Run from a Fabric Pipeline¶
Goal: Execute a weevr loom from a Microsoft Fabric notebook, handle the results, and schedule the notebook through a Fabric Data Pipeline for automated production runs.
Prerequisites¶
- A Microsoft Fabric workspace with a Lakehouse attached
- weevr installed in the Fabric Spark environment (or inline via
%pip) - A weevr project with config files (threads, weaves, looms) synced to the Lakehouse via Fabric Git integration or uploaded manually
Step 1 -- Create a Fabric notebook¶
In your Fabric workspace, create a new notebook. Attach it to a Lakehouse that contains your weevr config files and source data.
Install weevr if it is not already part of the Spark environment:
Step 2 -- Import weevr and get the SparkSession¶
Fabric notebooks provide a pre-configured spark variable. Use it directly
with the weevr Context:
Environment-specific parameters
Use the params argument to pass environment-specific values
at runtime. Variables in your YAML configs resolve from these parameters.
Step 3 -- Execute the loom¶
Call ctx.run() with the path to your loom config:
The path resolves relative to the notebook's working directory. In Fabric, this is typically the root of the attached Lakehouse's Files section. Adjust the path if your config files are in a subdirectory.

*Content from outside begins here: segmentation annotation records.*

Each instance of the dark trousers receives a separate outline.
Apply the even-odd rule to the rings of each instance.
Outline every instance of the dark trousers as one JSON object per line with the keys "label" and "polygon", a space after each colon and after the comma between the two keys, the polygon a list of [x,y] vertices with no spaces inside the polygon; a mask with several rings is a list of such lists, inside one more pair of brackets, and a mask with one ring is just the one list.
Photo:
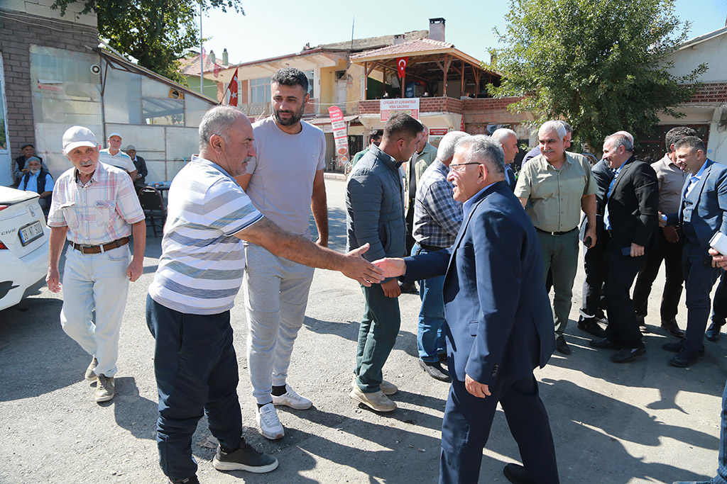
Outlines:
{"label": "dark trousers", "polygon": [[555,447],[535,377],[500,379],[489,390],[491,396],[478,398],[467,391],[464,382],[452,380],[442,421],[440,483],[478,481],[482,449],[499,401],[529,477],[539,484],[558,484]]}
{"label": "dark trousers", "polygon": [[156,340],[159,464],[169,477],[189,477],[197,472],[192,435],[204,413],[224,448],[244,443],[230,311],[185,314],[147,296],[146,324]]}
{"label": "dark trousers", "polygon": [[644,256],[624,255],[622,247],[614,244],[612,239],[606,241],[606,304],[608,313],[606,337],[622,348],[643,348],[630,292]]}
{"label": "dark trousers", "polygon": [[583,280],[583,299],[581,303],[580,313],[585,318],[601,317],[602,308],[605,307],[606,298],[603,295],[603,283],[606,282],[606,232],[601,231],[596,239],[595,245],[585,251],[583,255],[583,269],[586,277]]}
{"label": "dark trousers", "polygon": [[361,288],[364,316],[358,327],[354,373],[361,390],[372,393],[381,390],[384,364],[396,343],[401,316],[399,300],[384,295],[380,284],[371,284],[371,287],[361,286]]}
{"label": "dark trousers", "polygon": [[684,348],[699,351],[704,348],[704,329],[712,303],[710,293],[722,269],[712,267],[712,257],[707,250],[688,241],[683,254],[686,286],[686,339]]}
{"label": "dark trousers", "polygon": [[656,247],[650,248],[646,253],[646,261],[636,278],[634,287],[634,307],[639,316],[646,316],[648,312],[648,295],[651,292],[651,284],[656,279],[659,268],[664,261],[667,281],[662,293],[661,317],[662,321],[668,321],[677,316],[677,306],[681,298],[682,283],[684,273],[682,270],[682,249],[684,247],[683,236],[680,233],[679,241],[670,242],[664,237],[664,231],[659,229]]}
{"label": "dark trousers", "polygon": [[712,303],[712,322],[724,326],[727,319],[727,271],[722,271],[720,284],[715,291],[715,300]]}

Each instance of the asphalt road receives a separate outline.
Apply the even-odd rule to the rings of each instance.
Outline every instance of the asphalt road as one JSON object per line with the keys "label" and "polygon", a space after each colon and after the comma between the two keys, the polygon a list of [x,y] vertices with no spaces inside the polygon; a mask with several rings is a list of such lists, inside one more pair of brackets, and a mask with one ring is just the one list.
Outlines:
{"label": "asphalt road", "polygon": [[[331,246],[345,245],[344,183],[326,180]],[[313,229],[315,230],[315,229]],[[82,381],[90,358],[67,337],[58,314],[62,294],[47,288],[0,312],[0,483],[164,483],[155,438],[156,388],[153,340],[145,321],[147,288],[161,239],[149,230],[145,271],[132,284],[121,327],[116,396],[97,404]],[[720,398],[727,338],[707,342],[707,356],[688,369],[670,366],[661,345],[672,340],[659,327],[663,274],[655,284],[645,340],[648,352],[618,365],[611,351],[595,350],[575,321],[566,332],[573,354],[558,353],[536,372],[550,416],[562,483],[672,483],[703,480],[717,468]],[[243,295],[232,311],[240,368],[238,389],[246,436],[275,454],[272,473],[220,472],[214,444],[203,419],[193,443],[202,483],[435,483],[441,417],[448,385],[417,364],[419,298],[400,298],[401,329],[385,367],[398,385],[399,409],[377,414],[348,395],[363,296],[340,274],[318,271],[307,316],[293,352],[289,382],[313,409],[278,411],[286,436],[263,438],[254,422],[246,371],[247,324]],[[678,321],[686,324],[683,296]],[[519,461],[517,446],[498,411],[484,452],[481,483],[506,483],[502,469]]]}

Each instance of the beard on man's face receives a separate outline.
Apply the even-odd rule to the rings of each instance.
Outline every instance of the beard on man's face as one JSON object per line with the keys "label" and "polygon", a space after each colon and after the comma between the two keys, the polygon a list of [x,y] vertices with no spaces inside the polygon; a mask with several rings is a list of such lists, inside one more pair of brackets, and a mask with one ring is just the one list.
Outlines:
{"label": "beard on man's face", "polygon": [[[284,111],[283,110],[275,110],[273,111],[273,115],[275,116],[275,120],[276,121],[278,122],[278,124],[281,125],[281,126],[292,126],[294,124],[297,123],[298,121],[300,120],[300,119],[303,117],[303,112],[305,110],[305,104],[304,103],[302,105],[300,106],[300,109],[298,110],[297,112],[294,112],[293,111],[288,111],[288,110]],[[286,112],[289,114],[290,118],[287,119],[281,118],[280,117],[280,115],[282,112]]]}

Step 4 -- Handle the result¶
Inspect the RunResult and decide how to surface outcomes:
print(result.summary())
if result.status == "failure":
# Log details for operational visibility
for warning in result.warnings:
print(f"WARNING: {warning}")
# Optionally raise to signal failure to the pipeline
raise RuntimeError(f"Loom execution failed: {result.config_name}")

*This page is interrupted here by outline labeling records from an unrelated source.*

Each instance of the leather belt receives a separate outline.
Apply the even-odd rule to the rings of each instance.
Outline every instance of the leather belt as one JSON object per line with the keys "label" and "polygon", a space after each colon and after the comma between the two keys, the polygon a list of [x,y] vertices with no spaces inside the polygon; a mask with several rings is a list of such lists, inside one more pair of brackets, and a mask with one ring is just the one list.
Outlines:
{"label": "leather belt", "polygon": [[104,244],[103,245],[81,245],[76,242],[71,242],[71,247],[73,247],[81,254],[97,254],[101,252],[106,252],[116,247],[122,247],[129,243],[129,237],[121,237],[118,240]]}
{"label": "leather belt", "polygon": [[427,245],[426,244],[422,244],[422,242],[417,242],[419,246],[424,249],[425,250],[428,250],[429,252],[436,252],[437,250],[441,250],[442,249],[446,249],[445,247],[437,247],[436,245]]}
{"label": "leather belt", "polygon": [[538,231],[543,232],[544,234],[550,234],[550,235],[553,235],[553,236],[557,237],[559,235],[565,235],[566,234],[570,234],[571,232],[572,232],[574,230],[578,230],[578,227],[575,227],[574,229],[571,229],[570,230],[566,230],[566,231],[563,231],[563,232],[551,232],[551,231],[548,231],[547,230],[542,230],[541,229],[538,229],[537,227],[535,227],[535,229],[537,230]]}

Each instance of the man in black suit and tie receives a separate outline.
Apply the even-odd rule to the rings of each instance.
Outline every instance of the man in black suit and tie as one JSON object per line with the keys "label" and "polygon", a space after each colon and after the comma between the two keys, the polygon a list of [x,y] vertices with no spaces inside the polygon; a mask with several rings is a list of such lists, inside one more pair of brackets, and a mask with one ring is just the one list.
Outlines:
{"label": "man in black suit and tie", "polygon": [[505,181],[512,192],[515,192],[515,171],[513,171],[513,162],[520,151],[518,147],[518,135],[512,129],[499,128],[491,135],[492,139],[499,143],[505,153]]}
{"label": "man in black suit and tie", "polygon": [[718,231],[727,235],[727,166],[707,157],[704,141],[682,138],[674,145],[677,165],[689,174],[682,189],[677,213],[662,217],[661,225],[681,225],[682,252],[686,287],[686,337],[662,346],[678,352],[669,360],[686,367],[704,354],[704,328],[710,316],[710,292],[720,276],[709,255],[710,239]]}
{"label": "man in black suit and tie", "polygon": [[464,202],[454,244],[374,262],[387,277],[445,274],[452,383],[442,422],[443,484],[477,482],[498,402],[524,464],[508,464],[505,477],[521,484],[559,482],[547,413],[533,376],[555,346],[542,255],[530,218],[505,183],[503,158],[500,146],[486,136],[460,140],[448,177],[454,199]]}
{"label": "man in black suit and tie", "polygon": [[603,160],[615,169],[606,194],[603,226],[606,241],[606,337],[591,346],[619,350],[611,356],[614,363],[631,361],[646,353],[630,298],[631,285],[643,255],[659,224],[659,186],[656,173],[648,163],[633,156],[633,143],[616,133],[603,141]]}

For partial failures (some threads succeeded, others failed):
if result.status == "partial":
print("Partial success -- some threads failed.")
print(result.summary())
Step 5 -- Pass runtime parameters¶
Override parameter file values or inject execution-specific values through the
params argument:
ctx = Context(
spark,
"my-project.weevr",
params={
"run_date": "2025-06-15",
"batch_id": "nightly_20250615",
},
)
result = ctx.run("nightly.loom")
Runtime parameters take highest priority, followed by config defaults.

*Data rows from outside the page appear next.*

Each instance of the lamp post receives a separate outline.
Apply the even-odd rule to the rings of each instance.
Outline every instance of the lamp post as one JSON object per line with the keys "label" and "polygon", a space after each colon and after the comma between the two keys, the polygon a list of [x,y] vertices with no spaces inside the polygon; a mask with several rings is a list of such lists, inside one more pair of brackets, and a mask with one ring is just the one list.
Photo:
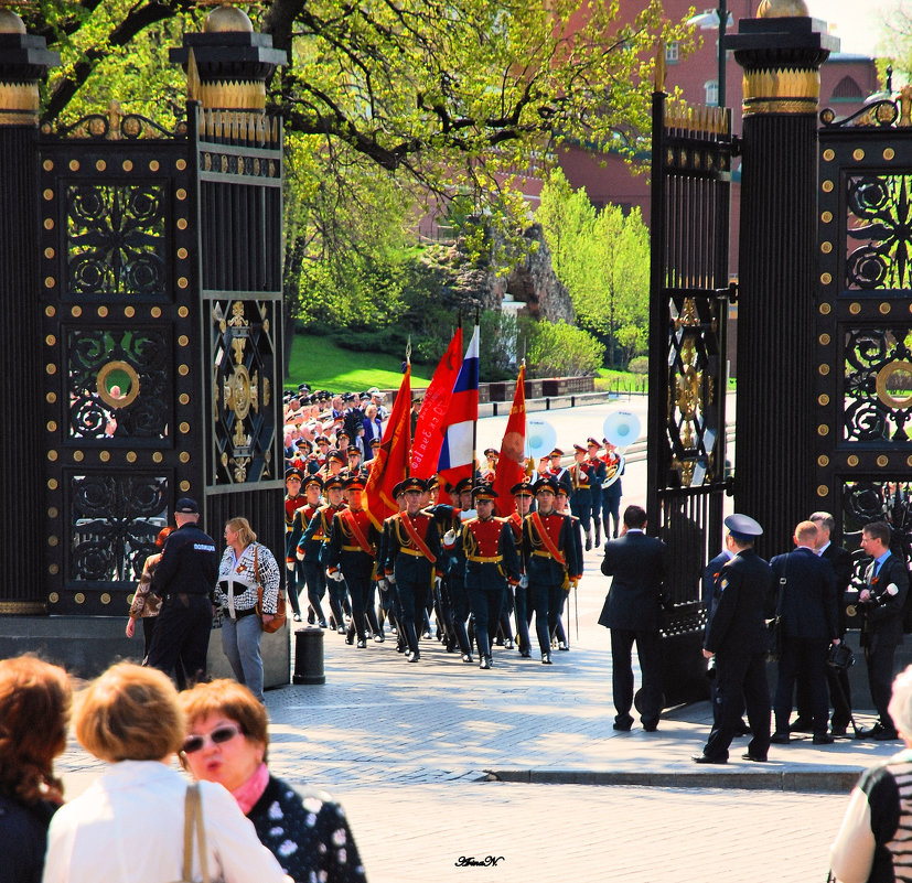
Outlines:
{"label": "lamp post", "polygon": [[693,18],[687,20],[687,23],[690,25],[696,25],[701,31],[710,31],[712,29],[718,29],[719,31],[719,45],[717,50],[717,54],[719,56],[719,74],[718,74],[718,82],[717,82],[717,95],[718,100],[716,101],[718,107],[726,106],[726,50],[725,50],[725,40],[726,40],[726,29],[728,28],[728,0],[719,0],[718,9],[709,9],[706,12],[701,12],[698,15],[694,15]]}

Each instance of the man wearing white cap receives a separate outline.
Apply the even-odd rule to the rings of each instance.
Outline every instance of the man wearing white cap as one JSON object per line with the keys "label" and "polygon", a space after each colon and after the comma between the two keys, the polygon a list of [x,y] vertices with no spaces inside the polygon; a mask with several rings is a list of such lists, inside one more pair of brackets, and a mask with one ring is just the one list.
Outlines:
{"label": "man wearing white cap", "polygon": [[770,750],[766,606],[772,577],[770,566],[753,548],[763,528],[748,515],[729,515],[725,524],[726,547],[734,557],[719,571],[702,652],[707,659],[716,657],[719,708],[702,754],[695,755],[694,761],[728,762],[728,749],[741,721],[743,696],[752,739],[742,757],[762,763]]}

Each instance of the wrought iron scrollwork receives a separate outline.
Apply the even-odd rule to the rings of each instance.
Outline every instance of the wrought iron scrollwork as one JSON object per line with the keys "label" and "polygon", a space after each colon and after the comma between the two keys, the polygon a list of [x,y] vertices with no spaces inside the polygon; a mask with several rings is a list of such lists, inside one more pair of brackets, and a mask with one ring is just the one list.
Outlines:
{"label": "wrought iron scrollwork", "polygon": [[68,577],[133,582],[168,518],[168,480],[157,475],[74,475]]}
{"label": "wrought iron scrollwork", "polygon": [[71,186],[66,215],[69,295],[164,294],[161,187]]}
{"label": "wrought iron scrollwork", "polygon": [[910,325],[849,329],[845,347],[843,438],[908,442],[912,420]]}
{"label": "wrought iron scrollwork", "polygon": [[668,301],[668,416],[673,486],[716,480],[718,438],[719,302],[675,297]]}
{"label": "wrought iron scrollwork", "polygon": [[171,362],[165,330],[71,330],[69,438],[167,439]]}
{"label": "wrought iron scrollwork", "polygon": [[275,475],[272,444],[276,354],[268,301],[218,301],[213,306],[213,400],[216,484]]}
{"label": "wrought iron scrollwork", "polygon": [[912,287],[912,175],[850,177],[847,206],[846,233],[865,241],[846,260],[847,287]]}

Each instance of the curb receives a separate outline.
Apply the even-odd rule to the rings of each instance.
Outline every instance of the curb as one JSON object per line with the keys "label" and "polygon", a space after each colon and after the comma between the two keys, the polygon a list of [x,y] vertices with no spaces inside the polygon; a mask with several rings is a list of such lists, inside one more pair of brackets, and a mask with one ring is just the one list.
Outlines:
{"label": "curb", "polygon": [[783,769],[770,772],[694,771],[632,773],[598,769],[485,769],[483,782],[522,785],[627,785],[653,788],[737,788],[743,790],[848,794],[857,769]]}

Step 6 -- Schedule via a Fabric Data Pipeline¶
Create a Fabric Data Pipeline to automate execution:
- In your workspace, create a new Data Pipeline.
- Add a Notebook activity to the pipeline canvas.
- Configure the activity to run your weevr notebook.
- Set pipeline parameters if you need to pass dynamic values (such as a run
date) into the notebook. Access them with
mssparkutils.notebook.params. - Add a Schedule trigger with your desired frequency (daily, hourly, etc.).
To pass pipeline parameters into weevr:
from weevr import Context
# Read pipeline parameters injected by the Notebook activity
run_date = mssparkutils.notebook.params.get("run_date", "")
ctx = Context(
spark,
"my-project.weevr",
params={"run_date": run_date},
)
result = ctx.run("nightly.loom")
# Signal success or failure to the pipeline
if result.status == "failure":
raise RuntimeError(f"Loom failed: {result.summary()}")
# Exit cleanly to mark the activity as successful
mssparkutils.notebook.exit(result.status)
Pipeline error propagation
Raising an exception from the notebook causes the pipeline Notebook activity to report failure. Downstream pipeline activities can branch on this status using success/failure conditions.
Verify the scheduled run¶
After the first scheduled execution completes:
- Check the pipeline run history in Fabric for success/failure status.
- Open the notebook run output to see
result.summary()and any warnings. - Query the target Delta tables to confirm data landed as expected.
- If you have a telemetry sink, verify that telemetry rows were written for the run.